All for Me, to Me, You Sue
Chapter 2: Time
Not for him, but rather, for me? My mind failed to so much as scratch the significance of his words. Possibilities rang dryly through my head, but I knew they were much too weak and unlikely, if there ever even came a reason that was past ridiculous. Nevertheless, the consistent thoughts occupied my brain, racing through my head anxiously as I hurried to reach my second period in time.
Considering the size of Forks, it isn't alarming that the size of its only high school was just as microscopic. I easily made my way around the campus to my Calculus class, where Jessica was waiting impatiently for me – and another full hour of scribbled notes and suppressed giggles and sighs.

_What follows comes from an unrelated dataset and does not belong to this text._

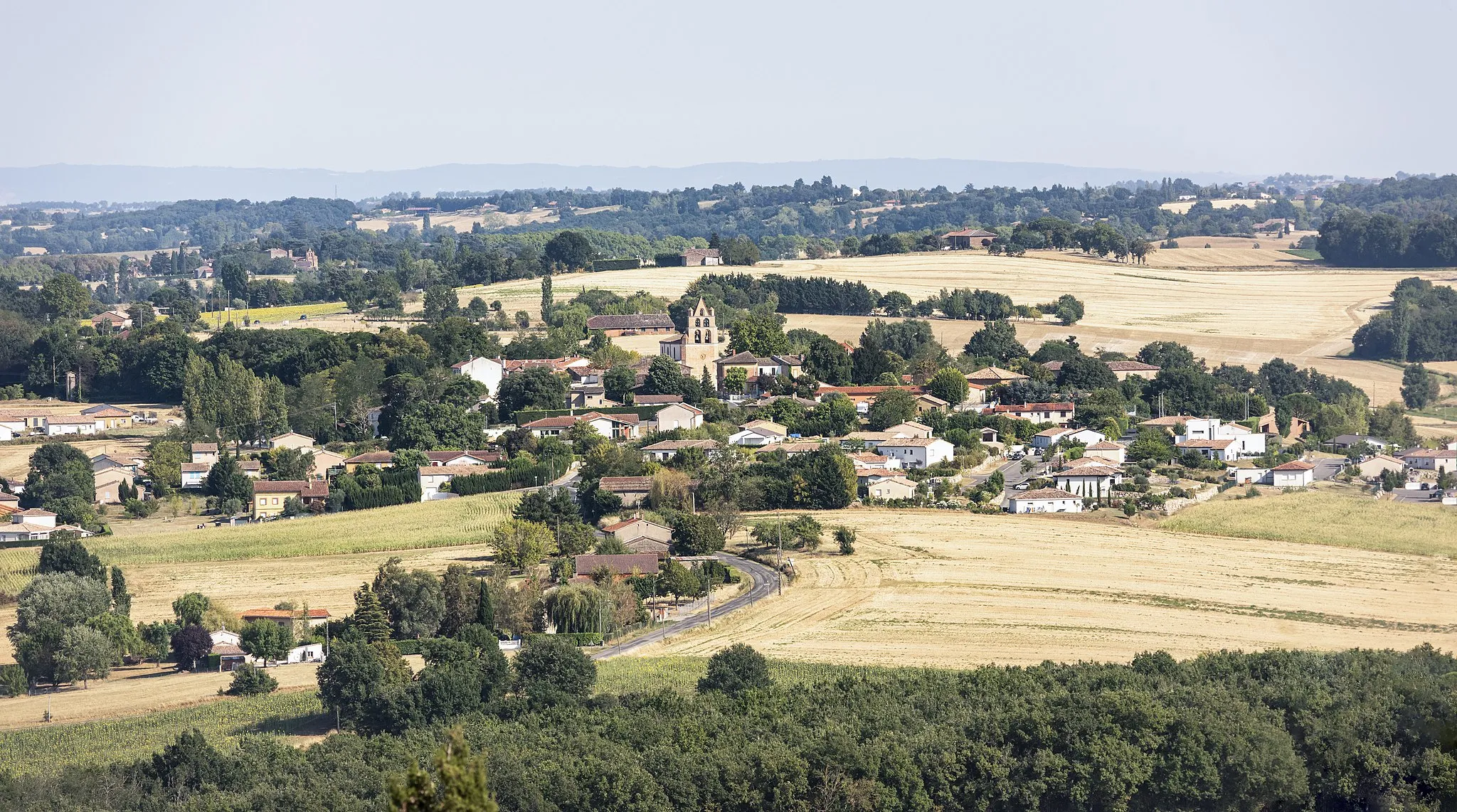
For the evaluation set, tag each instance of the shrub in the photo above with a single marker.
(251, 681)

Time dragged, as it always did, before lunchtime. Lunch had been a comforting period for me – to an extent, at least, with Lauren's unyielding lack of thoughtfulness toward our quite-too-hopeless friendship. The most I'd get out of her existence was the constant cold glares she'd shoot generously across the table at lunch whenever Mike or Tyler – or any boy, really – made even the smallest attempt to converse with me, vocally or physically. Her icy stare always added to my unwillingness to cooperate with the male species' tendency to concede to their natural, well, willingness. Today was no different as I caught her disapproving eyes when I went to sit down by Angela. We've accomplished a common routine with our seating arrangements: I sat next to the right of Angela, while Ben, her steady and immensely loyal boyfriend, sat on her left. Mike took permanent dibs between Jessica and me and, of course, Jessica sat next to his own right. Sometimes, I still think that this particular arrangement bothered Jessica some – why the need for Mike to specifically sit between the two of us? Across the table was Lauren, across from Jessica at the edge of the table, and beside her sat Tyler – conveniently for her – and from there, was Eric and Austin, who sat across the table from Ben. Overall, I was completely satisfied with this arrangement. Having Angela and Mike sit on either side of me was also very convenient. They were the first two who managed past the invisible barricade I've unconsciously set for myself after the first few months of his absence.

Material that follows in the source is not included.